[Leetcode] Convert Sorted Array to Binary Search Tree
Convert Sorted Array to Binary Search Tree 题解
题目来源:https://leetcode.com/problems/convert-sorted-array-to-binary-search-tree/description/
Description
Given an array where elements are sorted in ascending order, convert it to a height balanced BST.

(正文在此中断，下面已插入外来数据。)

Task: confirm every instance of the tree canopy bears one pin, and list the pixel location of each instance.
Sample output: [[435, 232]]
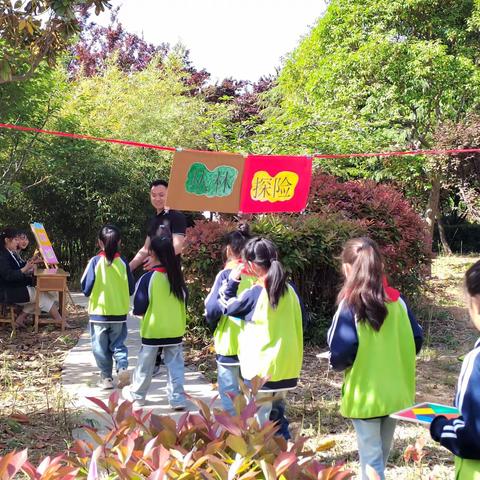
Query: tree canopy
[[36, 30]]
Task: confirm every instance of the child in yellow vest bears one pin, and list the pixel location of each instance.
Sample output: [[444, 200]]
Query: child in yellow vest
[[374, 337], [272, 340], [462, 435], [108, 282], [227, 330], [159, 299]]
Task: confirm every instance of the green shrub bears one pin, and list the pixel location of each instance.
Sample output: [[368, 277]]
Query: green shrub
[[310, 244]]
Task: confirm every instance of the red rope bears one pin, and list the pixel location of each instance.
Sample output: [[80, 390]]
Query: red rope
[[172, 149], [398, 154], [86, 137]]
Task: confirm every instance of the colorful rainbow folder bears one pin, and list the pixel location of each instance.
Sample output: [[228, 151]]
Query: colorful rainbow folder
[[425, 413]]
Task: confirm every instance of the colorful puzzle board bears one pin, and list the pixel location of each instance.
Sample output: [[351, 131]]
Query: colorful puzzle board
[[425, 413], [44, 244]]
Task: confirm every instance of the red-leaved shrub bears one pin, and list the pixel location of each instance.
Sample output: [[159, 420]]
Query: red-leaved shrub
[[311, 242]]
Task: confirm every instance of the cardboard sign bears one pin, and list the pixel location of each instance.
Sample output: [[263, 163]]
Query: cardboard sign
[[44, 244], [202, 181], [275, 184], [426, 412]]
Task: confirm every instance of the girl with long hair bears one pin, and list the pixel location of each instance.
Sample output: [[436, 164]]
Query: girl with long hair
[[462, 435], [374, 338], [108, 282], [160, 297], [226, 329], [272, 340]]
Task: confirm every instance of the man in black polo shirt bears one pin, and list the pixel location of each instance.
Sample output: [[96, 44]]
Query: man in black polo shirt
[[171, 222], [168, 222]]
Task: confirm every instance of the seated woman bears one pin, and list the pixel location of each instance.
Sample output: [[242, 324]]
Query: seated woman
[[22, 245], [16, 280]]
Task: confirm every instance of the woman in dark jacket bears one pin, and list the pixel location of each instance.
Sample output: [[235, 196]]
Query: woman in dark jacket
[[16, 281]]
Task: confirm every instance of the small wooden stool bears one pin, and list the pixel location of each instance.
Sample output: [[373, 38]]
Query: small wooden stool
[[51, 280], [7, 315]]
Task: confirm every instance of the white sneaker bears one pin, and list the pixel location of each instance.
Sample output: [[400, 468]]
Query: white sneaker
[[127, 395], [105, 383], [123, 378]]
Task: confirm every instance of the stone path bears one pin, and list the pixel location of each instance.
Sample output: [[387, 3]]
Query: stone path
[[80, 375]]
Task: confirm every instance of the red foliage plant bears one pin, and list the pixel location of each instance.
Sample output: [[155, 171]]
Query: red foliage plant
[[387, 216]]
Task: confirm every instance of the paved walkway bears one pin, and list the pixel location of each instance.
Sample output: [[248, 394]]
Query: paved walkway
[[80, 375]]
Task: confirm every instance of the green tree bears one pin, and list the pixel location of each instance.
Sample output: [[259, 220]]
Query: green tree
[[36, 30], [378, 75]]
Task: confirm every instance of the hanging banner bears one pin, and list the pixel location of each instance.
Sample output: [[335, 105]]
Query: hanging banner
[[201, 181], [275, 184]]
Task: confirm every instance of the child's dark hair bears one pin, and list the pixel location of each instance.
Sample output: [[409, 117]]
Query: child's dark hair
[[237, 239], [158, 182], [163, 249], [363, 290], [110, 237], [264, 253], [7, 232], [472, 279]]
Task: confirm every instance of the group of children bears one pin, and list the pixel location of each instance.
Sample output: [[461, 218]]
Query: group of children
[[258, 320]]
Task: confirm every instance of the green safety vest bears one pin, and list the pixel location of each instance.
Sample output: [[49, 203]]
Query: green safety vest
[[381, 380], [229, 328], [467, 469], [271, 345], [110, 294], [165, 316]]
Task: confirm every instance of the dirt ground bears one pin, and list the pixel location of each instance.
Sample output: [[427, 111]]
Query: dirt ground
[[35, 413]]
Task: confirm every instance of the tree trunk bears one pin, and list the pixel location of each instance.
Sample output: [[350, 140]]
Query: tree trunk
[[443, 238], [433, 203]]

For this problem, a height-balanced binary tree is defined as a binary tree in which the depth of the two subtrees of every node never differ by more than 1.
Example
Given the sorted array: [-10,-3,0,5,9],
One possible answer is: [0,-3,9,-10,null,5], which represents the following height balanced BST:
0
/ \
-3 9
/ /
-10 5
Solution
class Solution {
private:
struct Task {
TreeNode **nodep;
int start, end;
Task(TreeNode **p, int s, int e) :
nodep(p), start(s), end(e) {}
};
public:
TreeNode* sortedArrayToBST(vector<int>& nums) {
if (nums.empty())
return NULL;
TreeNode *root, *node;
int start, end, mid;
queue<Task> q;
q.push(Task(&root, 0, nums.size() - 1));
while (!q.empty()) {
Task task = q.front();
q.pop();
start = task.start;
end = task.end;
if (start > end)
continue;
mid = (start + end) / 2;
node = new TreeNode(nums[mid]);
*(task.nodep) = node;
if (start == end)
continue;
q.push(Task(&(node -> left), start, mid - 1));
q.push(Task(&(node -> right), mid + 1, end));
}
return root;
}
};
解题描述
这道题题意是,将一个有序数组转换成一个BST(二分查找树),并且要求输出的BST是一棵平衡树(每个节点的左右子树高度差小于1)。解法上我用的是迭代,每次都将数组的最中间数据作为当前子树的根节点,左边的数据作为左子树,右边的数据作为右子树,将左右范围加入任务队列,循环出入队即可完成建树。这里是通过每次从中间分开左右子树来保证整棵树的平衡性。